Unnamed: 0_level_0,Average Math Score,Average Reading Score,% Passing Math,% Passing Reading,% Overall Passing
Spending Ranges (Per Student),Unnamed: 1_level_1,Unnamed: 2_level_1,Unnamed: 3_level_1,Unnamed: 4_level_1,Unnamed: 5_level_1
<$584,83.455,83.934,93.46%,96.61%,90.37%
$585-629,81.9,83.155,87.13%,92.72%,81.42%
$630-644,78.519,81.624,73.48%,84.39%,62.86%
$645-675,76.997,81.028,66.16%,81.13%,53.53%


## Scores by School Size

### Observation 2:
The analysis demonstrated that Small and Medium Schools have a better performance in Math and Reading than Large Schools.

In [11]:
# Creating bins based on School Size
bins_sch = [0, 1000, 2000, 5000]
bins_labels_sch = ["Small (<1000)", "Medium (1000-2000)", "Large (2000-5000)"]
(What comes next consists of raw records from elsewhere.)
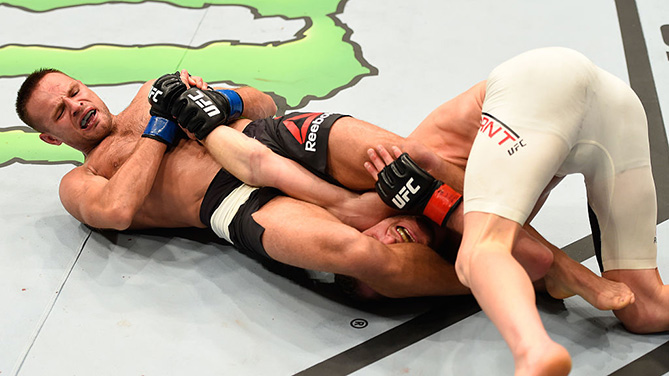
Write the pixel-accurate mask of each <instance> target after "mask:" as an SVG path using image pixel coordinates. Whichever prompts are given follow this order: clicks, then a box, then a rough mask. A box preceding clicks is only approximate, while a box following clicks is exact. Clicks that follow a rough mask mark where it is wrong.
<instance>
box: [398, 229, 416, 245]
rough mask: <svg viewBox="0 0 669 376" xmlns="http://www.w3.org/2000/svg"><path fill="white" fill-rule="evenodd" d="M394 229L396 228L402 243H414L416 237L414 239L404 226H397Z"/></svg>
mask: <svg viewBox="0 0 669 376" xmlns="http://www.w3.org/2000/svg"><path fill="white" fill-rule="evenodd" d="M396 230H397V233H398V234H399V235H400V237H401V238H402V241H403V242H404V243H415V242H416V239H414V238H413V236H411V234H410V233H409V231H408V230H407V229H406V228H404V227H402V226H397V227H396Z"/></svg>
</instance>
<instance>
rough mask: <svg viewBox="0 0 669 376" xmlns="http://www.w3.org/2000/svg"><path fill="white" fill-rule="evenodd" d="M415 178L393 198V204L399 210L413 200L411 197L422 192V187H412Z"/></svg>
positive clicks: (404, 184) (401, 208)
mask: <svg viewBox="0 0 669 376" xmlns="http://www.w3.org/2000/svg"><path fill="white" fill-rule="evenodd" d="M411 183H413V178H409V181H408V182H407V183H406V184H404V187H402V189H400V191H399V192H398V193H397V194H396V195H395V197H393V199H392V202H393V204H395V206H397V208H398V209H402V208H403V207H404V205H406V204H407V203H408V202H409V201H410V200H411V199H410V198H409V195H410V194H411V195H414V194H416V192H418V191H419V190H420V185H417V186H415V187H414V186H412V185H411Z"/></svg>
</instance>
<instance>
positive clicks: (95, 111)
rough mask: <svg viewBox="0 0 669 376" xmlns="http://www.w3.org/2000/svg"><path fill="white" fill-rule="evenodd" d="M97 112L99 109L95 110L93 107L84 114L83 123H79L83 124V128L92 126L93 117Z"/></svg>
mask: <svg viewBox="0 0 669 376" xmlns="http://www.w3.org/2000/svg"><path fill="white" fill-rule="evenodd" d="M96 113H97V111H95V110H94V109H91V110H90V111H88V112H87V113H86V115H84V117H83V118H81V123H80V124H79V125H80V126H81V129H87V128H88V127H89V126H90V123H91V122H92V118H93V116H95V114H96Z"/></svg>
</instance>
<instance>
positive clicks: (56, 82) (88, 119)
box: [26, 73, 112, 152]
mask: <svg viewBox="0 0 669 376" xmlns="http://www.w3.org/2000/svg"><path fill="white" fill-rule="evenodd" d="M26 112H27V115H28V117H29V118H30V119H31V121H32V122H34V123H35V124H36V125H37V126H38V128H39V129H40V130H42V131H43V133H45V134H48V135H50V136H52V137H53V139H55V140H56V141H59V142H64V143H66V144H68V145H70V146H72V147H74V148H75V149H78V150H81V151H84V152H87V151H88V150H90V149H92V148H93V147H95V145H97V144H98V143H99V142H100V141H101V140H102V139H103V138H104V137H106V136H107V135H108V134H109V133H110V132H111V122H112V116H111V113H110V112H109V109H107V106H106V105H105V104H104V102H103V101H102V100H101V99H100V98H99V97H98V96H97V95H96V94H95V93H94V92H93V91H92V90H90V89H89V88H88V87H87V86H86V85H84V84H83V83H82V82H81V81H78V80H75V79H73V78H71V77H69V76H67V75H65V74H61V73H49V74H47V75H45V76H44V77H43V78H42V80H40V82H39V83H38V85H37V87H36V88H35V91H34V92H33V93H32V95H31V96H30V98H29V100H28V103H27V104H26Z"/></svg>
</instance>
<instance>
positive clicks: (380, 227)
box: [363, 216, 434, 246]
mask: <svg viewBox="0 0 669 376" xmlns="http://www.w3.org/2000/svg"><path fill="white" fill-rule="evenodd" d="M363 234H365V235H368V236H371V237H373V238H375V239H377V240H378V241H380V242H382V243H383V244H394V243H420V244H425V245H428V246H429V245H432V243H433V240H434V231H433V230H432V228H431V227H430V226H429V225H428V223H427V222H426V221H425V220H423V219H422V218H420V217H414V216H396V217H389V218H386V219H384V220H383V221H381V222H379V223H377V224H376V225H374V226H372V227H370V228H368V229H367V230H365V231H363Z"/></svg>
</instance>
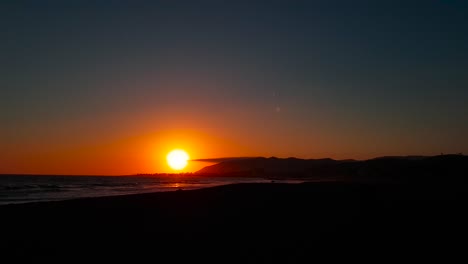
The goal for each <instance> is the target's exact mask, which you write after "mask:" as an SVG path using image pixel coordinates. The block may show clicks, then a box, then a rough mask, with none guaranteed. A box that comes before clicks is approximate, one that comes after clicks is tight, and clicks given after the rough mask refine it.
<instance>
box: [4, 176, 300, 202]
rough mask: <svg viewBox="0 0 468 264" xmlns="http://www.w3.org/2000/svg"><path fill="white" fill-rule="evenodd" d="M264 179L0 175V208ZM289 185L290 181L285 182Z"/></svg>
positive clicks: (268, 179) (141, 192) (179, 177)
mask: <svg viewBox="0 0 468 264" xmlns="http://www.w3.org/2000/svg"><path fill="white" fill-rule="evenodd" d="M270 181H271V180H269V179H265V178H239V177H205V176H203V177H201V176H186V175H184V176H144V177H143V176H66V175H54V176H47V175H37V176H33V175H0V205H5V204H17V203H29V202H42V201H58V200H68V199H75V198H84V197H98V196H114V195H126V194H137V193H149V192H165V191H175V190H179V189H181V190H192V189H199V188H205V187H212V186H218V185H224V184H231V183H254V182H259V183H261V182H270ZM288 182H291V181H288Z"/></svg>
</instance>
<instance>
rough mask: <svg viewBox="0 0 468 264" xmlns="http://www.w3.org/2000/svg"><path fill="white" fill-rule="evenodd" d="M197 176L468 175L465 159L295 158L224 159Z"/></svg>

scores_size = school_summary.copy()
scores_size["School Size"] = pd.cut(scores_size["Total Students"], bins_sch, labels = bins_labels_sch)
scores_size_grouped = scores_size.groupby("School Size").mean().drop(labels=["Total Students", "Total School Budget", "Per Student Budget"], axis = 1)

#Applying Format
scores_size_grouped_format = scores_size_grouped.copy()
scores_size_grouped_format["Average Math Score"] = scores_size_grouped_format["Average Math Score"].map("{:,.3f}".format)
scores_size_grouped_format["Average Reading Score"] = scores_size_grouped_format["Average Reading Score"].map("{:,.3f}".format)
scores_size_grouped_format["% Passing Math"] = scores_size_grouped_format["% Passing Math"].map("{:,.2f}%".format)
scores_size_grouped_format["% Passing Reading"] = scores_size_grouped_format["% Passing Reading"].map("{:,.2f}%".format)
scores_size_grouped_format["% Overall Passing"] = scores_size_grouped_format["% Overall Passing"].map("{:,.2f}%".format)
scores_size_grouped_format

Unnamed: 0_level_0,Average Math Score,Average Reading Score,% Passing Math,% Passing Reading,% Overall Passing
School Size,Unnamed: 1_level_1,Unnamed: 2_level_1,Unnamed: 3_level_1,Unnamed: 4_level_1,Unnamed: 5_level_1
Small (<1000),83.822,83.93,93.55%,96.10%,89.88%
Medium (1000-2000),83.375,83.864,93.60%,96.79%,90.62%
Large (2000-5000),77.746,81.344,69.96%,82.77%,58.29%


## Scores by School Type

### Observation 3:
Overall, Charter Schools scored higher in both Math and Reading Tests than District Schools.

In [12]:
# School Type
scores_type = school_summary.copy()
scores_type = scores_type.set_index("School Type")
scores_type_grouped = scores_type.groupby("School Type").mean().drop(labels =["Total Students", "Total School Budget", "Per Student Budget"], axis = 1)

#Applying Format
scores_type_grouped_format = scores_type_grouped.copy()
scores_type_grouped_format["Average Math Score"] = scores_type_grouped_format["Average Math Score"].map("{:,.3f}".format)
scores_type_grouped_format["Average Reading Score"] = scores_type_grouped_format["Average Reading Score"].map("{:,.3f}".format)
scores_type_grouped_format["% Passing Math"] = scores_type_grouped_format["% Passing Math"].map("{:,.2f}%".format)
scores_type_grouped_format["% Passing Reading"] = scores_type_grouped_format["% Passing Reading"].map("{:,.2f}%".format)
scores_type_grouped_format["% Overall Passing"] = scores_type_grouped_format["% Overall Passing"].map("{:,.2f}%".format)
scores_type_grouped_format

Unnamed: 0_level_0,Average Math Score,Average Reading Score,% Passing Math,% Passing Reading,% Overall Passing
School Type,Unnamed: 1_level_1,Unnamed: 2_level_1,Unnamed: 3_level_1,Unnamed: 4_level_1,Unnamed: 5_level_1
Charter,83.474,83.896,93.62%,96.59%,90.43%
District,76.957,80.967,66.55%,80.80%,53.67%


## Final Conclusion
Based on the three observations, I can conclude that students enrolled in small- to medium-size Charter schools with a low spending range per student are more likely to pass Math and Reading standardised tests.